Between 2015 and 2025, private equity made 177 initial direct investments in accounting firms, which then triggered 875 follow-on bolt-on acquisitions — 1,052 transactions total, according to CPA Trendlines. Each initial PE investment averaged 7.6 subsequent acquisitions. The pace is accelerating in 2026 as AI makes the roll-up economics significantly more attractive.
Why is private equity targeting accounting and law firms?
Professional services firms have predictable, recurring revenue, sticky client relationships, low capital requirements, and historically fragmented ownership — the classic conditions for PE roll-up arbitrage. AI amplifies the investment case: a PE-backed platform that deploys AI across its acquired firms can achieve 20–50% efficiency gains, allowing it to serve more clients with fewer people and compress the time to return on investment.

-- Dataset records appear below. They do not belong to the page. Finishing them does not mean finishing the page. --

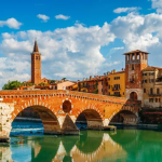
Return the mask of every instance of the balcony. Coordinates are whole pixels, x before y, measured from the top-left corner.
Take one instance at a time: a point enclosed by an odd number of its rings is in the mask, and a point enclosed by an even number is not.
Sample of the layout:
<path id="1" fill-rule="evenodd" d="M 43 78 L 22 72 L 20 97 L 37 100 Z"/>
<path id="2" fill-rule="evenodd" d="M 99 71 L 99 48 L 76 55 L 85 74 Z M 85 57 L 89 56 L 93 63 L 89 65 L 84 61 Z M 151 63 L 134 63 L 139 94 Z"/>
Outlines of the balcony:
<path id="1" fill-rule="evenodd" d="M 135 79 L 130 79 L 130 83 L 135 83 Z"/>
<path id="2" fill-rule="evenodd" d="M 154 93 L 149 93 L 148 95 L 151 97 L 162 96 L 162 94 L 154 94 Z"/>
<path id="3" fill-rule="evenodd" d="M 120 87 L 112 87 L 112 91 L 120 91 Z"/>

What do private equity firms look for when buying a professional services firm?
PE acquirers evaluate several factors: recurring revenue as a percentage of total revenue (higher is better), client concentration risk (one client at 40%+ of revenue is a red flag), the existing technology stack (AI-ready firms command higher valuations), growth rate over the prior three years, and key-person dependency (a firm where every client relationship runs through the founder is harder to acquire and integrate). Firms with documented workflows, diversified client bases, and technology infrastructure sell for higher multiples.
What happens to staff and clients when a firm gets acquired by private equity?

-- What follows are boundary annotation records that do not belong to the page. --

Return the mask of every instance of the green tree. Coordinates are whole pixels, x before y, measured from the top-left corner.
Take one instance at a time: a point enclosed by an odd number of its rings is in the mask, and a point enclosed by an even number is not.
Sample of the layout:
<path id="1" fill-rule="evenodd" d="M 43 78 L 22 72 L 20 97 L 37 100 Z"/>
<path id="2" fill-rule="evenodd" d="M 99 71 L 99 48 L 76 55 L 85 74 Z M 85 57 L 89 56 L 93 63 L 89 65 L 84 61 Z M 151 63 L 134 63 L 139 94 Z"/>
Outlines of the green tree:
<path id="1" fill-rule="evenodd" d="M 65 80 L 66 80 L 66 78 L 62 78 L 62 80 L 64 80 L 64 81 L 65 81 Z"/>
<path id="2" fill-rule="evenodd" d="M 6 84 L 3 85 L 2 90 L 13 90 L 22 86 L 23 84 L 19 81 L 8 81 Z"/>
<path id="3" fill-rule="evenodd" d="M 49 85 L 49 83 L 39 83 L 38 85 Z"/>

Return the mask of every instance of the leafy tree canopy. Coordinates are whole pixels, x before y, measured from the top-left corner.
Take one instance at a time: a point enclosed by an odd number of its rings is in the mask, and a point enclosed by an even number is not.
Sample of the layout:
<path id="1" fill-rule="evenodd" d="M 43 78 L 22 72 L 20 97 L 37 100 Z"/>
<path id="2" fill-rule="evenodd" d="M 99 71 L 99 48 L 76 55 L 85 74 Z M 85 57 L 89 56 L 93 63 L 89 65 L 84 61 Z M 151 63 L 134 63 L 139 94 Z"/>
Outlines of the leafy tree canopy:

The pattern varies but follows a consistent arc. In the near term: the acquiring platform typically retains the founding team with earn-out incentives, rebrands or keeps local branding, and introduces its technology stack to standardize operations. In the medium term (18–36 months): workflow automation replaces junior roles, back-office functions consolidate across acquired firms, and client relationships migrate from the founding partner to the platform's account management structure. Some clients follow. Some leave. The transition risk is highest when clients chose the firm specifically because of the founder's personal involvement.
Should an independent professional services firm owner consider a PE acquisition offer?
It depends on your goals. If you are 5–10 years from retirement and your succession plan is unclear, a PE acquisition can be a legitimate exit strategy — often at multiples that were previously unavailable to smaller independent firms. If you intend to continue running an independent practice, the acquisition math still affects you: PE-backed platforms are competing for your clients and your staff. Understanding what they're building helps you defend against it. The answer is not to ignore PE — it's to decide deliberately whether you're building to compete or building to sell.
Can law firms be acquired by private equity?
In most US states, the professional ownership rules still restrict law firm ownership to licensed attorneys. But a growing number of states now allow alternative business structures (ABS) or Management Services Organizations (MSOs), which let PE-backed entities own the non-legal business functions of a law firm — billing, technology, marketing, HR — while licensed attorneys retain ownership of the legal practice. Arizona, Utah, and Washington DC have moved furthest on ABS. PE-backed MSO structures are already active in legal services in these markets.